Why Medication Therapy Management is Important in the Pharmacy


by Kimberly Gabriel, CPhT

Have you ever tried to fill a patient’s prescription only to find out it wasn’t covered by their insurance?

Has your patient suddenly become a Karen with devil horns and a forked tongue?

That’s a headache you can easily avoid with medication therapy management! With Medication Therapy Management, you will get a convenient way to see which rebates and discounts their insurance covers (and should be able to use), but most importantly, you will have a happier, healthier patient who doesn’t want to set the pharmacy on fire.

Medication Therapy Management specialists are there to help ID potential drug occurrences and substitution, potentially saving you hours of wasted time and preventing grouchy Karen-arsonists from charring your lab coat!

In most of pharmacy’s Medication Therapy Management programs, technicians are used to gathering patient information, such as by monitoring third-party Medication Therapy Management databases. Technicians also monitor a patient’s adherence to their medication regimen and alert the pharmacist if the patient is late on getting their medication refilled.

These patients are flagged in the computer system so the technicians and pharmacists working in the pharmacy can quickly identify them when they visit the pharmacy. Since face-to-face interaction is preferred, this is the easiest way to access patients. If a more involved interaction is required, the technician will contact the patient to set up an appointment at a convenient time when a pharmacist is available to provide Medication Therapy Management.

To increase patient participation in the Medication Therapy Management program, the technician will send a reminder to the patient about the appointment and place a reminder call the day before. As a pharmacy technician, you are often the first point of contact for patients, and you are responsible for collecting patient information and documenting it accurately.
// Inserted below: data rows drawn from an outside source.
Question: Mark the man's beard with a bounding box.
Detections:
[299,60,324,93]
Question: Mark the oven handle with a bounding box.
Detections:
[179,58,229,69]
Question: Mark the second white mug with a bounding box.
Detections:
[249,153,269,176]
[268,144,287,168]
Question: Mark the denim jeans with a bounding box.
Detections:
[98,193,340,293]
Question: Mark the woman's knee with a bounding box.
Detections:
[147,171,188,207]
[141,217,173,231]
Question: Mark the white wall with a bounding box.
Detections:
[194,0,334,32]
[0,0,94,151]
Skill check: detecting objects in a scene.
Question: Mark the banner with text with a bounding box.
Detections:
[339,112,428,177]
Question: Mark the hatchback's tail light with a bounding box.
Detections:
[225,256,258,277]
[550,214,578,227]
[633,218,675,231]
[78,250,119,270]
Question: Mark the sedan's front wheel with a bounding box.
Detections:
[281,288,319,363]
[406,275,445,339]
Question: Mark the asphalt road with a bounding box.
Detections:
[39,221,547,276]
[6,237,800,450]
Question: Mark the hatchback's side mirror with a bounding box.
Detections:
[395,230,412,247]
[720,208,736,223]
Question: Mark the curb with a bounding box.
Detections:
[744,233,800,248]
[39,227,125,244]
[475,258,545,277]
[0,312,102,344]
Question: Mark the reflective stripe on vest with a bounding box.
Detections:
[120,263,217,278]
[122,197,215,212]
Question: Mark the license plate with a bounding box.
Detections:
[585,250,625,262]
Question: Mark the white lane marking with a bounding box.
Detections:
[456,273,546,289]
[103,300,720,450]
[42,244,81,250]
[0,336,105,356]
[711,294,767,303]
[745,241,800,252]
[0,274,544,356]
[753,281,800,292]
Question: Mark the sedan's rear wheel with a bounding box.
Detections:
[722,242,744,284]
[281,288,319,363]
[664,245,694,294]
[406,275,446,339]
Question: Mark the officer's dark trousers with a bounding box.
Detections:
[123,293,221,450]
You must be able to communicate effectively with patients and understand their needs.

While the pharmacist is legally the only one who can counsel patients about their prescriptions, the pharmacy technician can ensure that the patient has all the information and paperwork available about their medication.

Technicians can also put together a list of resources the patient might want, especially if they have a chronic disease such as COPD or Diabetes.

The last area the technician can play a role in is patient billing. Some third-party payers have online billing procedures, and others require paper billing. An example of such a system is Mercy Family Pharmacy, which utilizes a super bill form that the pharmacist completes. Then the technician can use it to fill out the appropriate billing for that patient’s payer. The technician can also be responsible for making sure payment is received (Ernzen).

Medication Therapy Management therapy is critical in providing optimal medication outcomes for our patients, especially those with chronic diseases. Medication Therapy Management services are also getting increasing support from third-party payers due to their demand for better patient care to receive full payment for services and medications. It would not be possible for pharmacists to provide this service efficiently without the participation and help of pharmacy technicians.

Melissa Ernzen, Pharm.D. CDE. “Pharmacy Technicians: Taking an Active Role in Medication Therapy Management.” Home, https://info.nhanow.com/learning-leading-blog/pharmacy-technicians-taking-an-active-role-in-medication-therapy-management.
Wagner, Edward H, The Role of Patient Care Teams in Chronic Disease Management, BMJ, February 2000;320, 569. Bluml, Benjamin M, Definition of Medication Therapy Management: Development of Professionwide Consensus, Journal of the American Pharmacist Association, September/October 2005;45:5, 566-572.